Per comprendere la portata di questo problema, è bene focalizzarsi su cosa può accadere nella mente del caregiver dopo la fine del suo impegno. È un passaggio cruciale, che segna l’esplodere di emozioni potenti e contrastanti. Da una parte, c’è la naturale sofferenza, ancor più profonda se chi viene a mancare è una persona cara. Sofferenza che però è chiamata a bilanciarsi con una sensazione uguale e contraria: il sollievo per non dover più affrontare le fatiche quotidiane dell’assistenza. Questo contrasto genera in molti casi un forte senso di colpa, una sorta di vergogna, aggravata magari anche da forme di colpevolizzazione condensate in una domanda rivolta a sé stessi: potevo fare di più e meglio? Possono poi esserci dei contraccolpi fisici nel post-caregiving. Ad esempio, l’ex-caregiver può accusare stanchezza e mancanza di energia, proprio quella che non era venuta meno nel lungo periodo di assistenza.

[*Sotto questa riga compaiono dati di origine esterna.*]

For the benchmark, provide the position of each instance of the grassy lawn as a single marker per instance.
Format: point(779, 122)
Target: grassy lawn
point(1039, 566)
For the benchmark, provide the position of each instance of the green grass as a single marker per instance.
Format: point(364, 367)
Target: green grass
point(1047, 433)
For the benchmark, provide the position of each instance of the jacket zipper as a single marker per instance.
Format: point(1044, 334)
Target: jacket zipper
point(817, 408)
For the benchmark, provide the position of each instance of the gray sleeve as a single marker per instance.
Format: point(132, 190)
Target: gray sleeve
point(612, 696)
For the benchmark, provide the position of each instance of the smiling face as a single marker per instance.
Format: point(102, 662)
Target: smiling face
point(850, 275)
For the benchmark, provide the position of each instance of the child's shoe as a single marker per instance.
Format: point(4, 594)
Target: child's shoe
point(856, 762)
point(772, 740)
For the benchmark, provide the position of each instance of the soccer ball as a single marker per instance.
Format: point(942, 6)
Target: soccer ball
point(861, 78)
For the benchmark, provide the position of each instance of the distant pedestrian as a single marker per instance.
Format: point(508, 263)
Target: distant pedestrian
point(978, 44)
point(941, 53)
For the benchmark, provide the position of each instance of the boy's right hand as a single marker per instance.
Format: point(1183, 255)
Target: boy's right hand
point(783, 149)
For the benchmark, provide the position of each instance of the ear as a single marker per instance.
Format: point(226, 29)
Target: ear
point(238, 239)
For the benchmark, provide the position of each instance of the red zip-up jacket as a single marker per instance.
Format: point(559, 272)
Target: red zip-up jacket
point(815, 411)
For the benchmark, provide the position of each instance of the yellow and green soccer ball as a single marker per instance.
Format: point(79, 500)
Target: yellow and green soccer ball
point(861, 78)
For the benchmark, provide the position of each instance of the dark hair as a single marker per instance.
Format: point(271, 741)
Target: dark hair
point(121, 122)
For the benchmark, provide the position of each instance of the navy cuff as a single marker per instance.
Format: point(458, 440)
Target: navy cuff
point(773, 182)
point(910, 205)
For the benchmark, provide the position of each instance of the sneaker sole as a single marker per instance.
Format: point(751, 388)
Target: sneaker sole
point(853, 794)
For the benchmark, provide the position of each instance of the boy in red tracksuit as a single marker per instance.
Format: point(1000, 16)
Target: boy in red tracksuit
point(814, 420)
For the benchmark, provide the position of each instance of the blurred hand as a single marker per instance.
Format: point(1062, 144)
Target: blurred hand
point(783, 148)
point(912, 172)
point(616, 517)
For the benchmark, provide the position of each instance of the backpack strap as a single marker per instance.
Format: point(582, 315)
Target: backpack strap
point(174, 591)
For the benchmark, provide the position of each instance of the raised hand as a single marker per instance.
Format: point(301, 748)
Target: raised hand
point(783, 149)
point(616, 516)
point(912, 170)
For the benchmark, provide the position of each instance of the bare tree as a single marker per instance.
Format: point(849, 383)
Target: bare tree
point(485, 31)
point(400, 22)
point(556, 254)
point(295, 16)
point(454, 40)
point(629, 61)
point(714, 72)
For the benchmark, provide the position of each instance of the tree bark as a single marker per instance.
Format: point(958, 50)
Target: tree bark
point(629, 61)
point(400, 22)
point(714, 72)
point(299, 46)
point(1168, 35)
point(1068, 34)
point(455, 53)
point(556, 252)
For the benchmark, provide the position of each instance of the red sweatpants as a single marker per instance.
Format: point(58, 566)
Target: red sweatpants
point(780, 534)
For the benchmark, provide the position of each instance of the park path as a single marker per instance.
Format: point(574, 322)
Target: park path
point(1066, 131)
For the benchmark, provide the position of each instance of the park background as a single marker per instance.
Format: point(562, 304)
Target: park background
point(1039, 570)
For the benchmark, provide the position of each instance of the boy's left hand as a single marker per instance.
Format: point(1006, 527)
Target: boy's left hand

Questo turbinio di emozioni può sfociare in sintomi che sono spia evidente di una depressione e di un esaurimento, come:

  • Senso di sopraffazione;
  • Preoccupazione costante;
  • Irritabilità;
  • Problemi con il cibo (scarso appetito o fame eccessiva);
  • Apatia

Come superare la sindrome da post-caregiving

Superare la depressione post-caregiving non è semplice. La soluzione migliore è quella di cercare un aiuto professionale, intraprendendo un percorso di sostegno con uno psicologo o psicoterapeuta. Solo un esperto, infatti, è in grado di accompagnare il caregiver nel sentiero di interpretazione e accettazione dei suoi sentimenti contrastanti. Sul tema si è ancora studiato e dibattuto poco, come dimostra anche la scarsa disponibilità di articoli e studi in proposito. Chi se ne è occupato professionalmente, però, sottolinea la possibilità di due distinti approcci: la terapia individuale e la terapia di gruppo. Inoltre, di notevole importanza è strutturare dei percorsi formativi dedicati ai caregiver che prendano in considerazione anche il tema del ritorno alla vita normale dopo la fine del caregiving.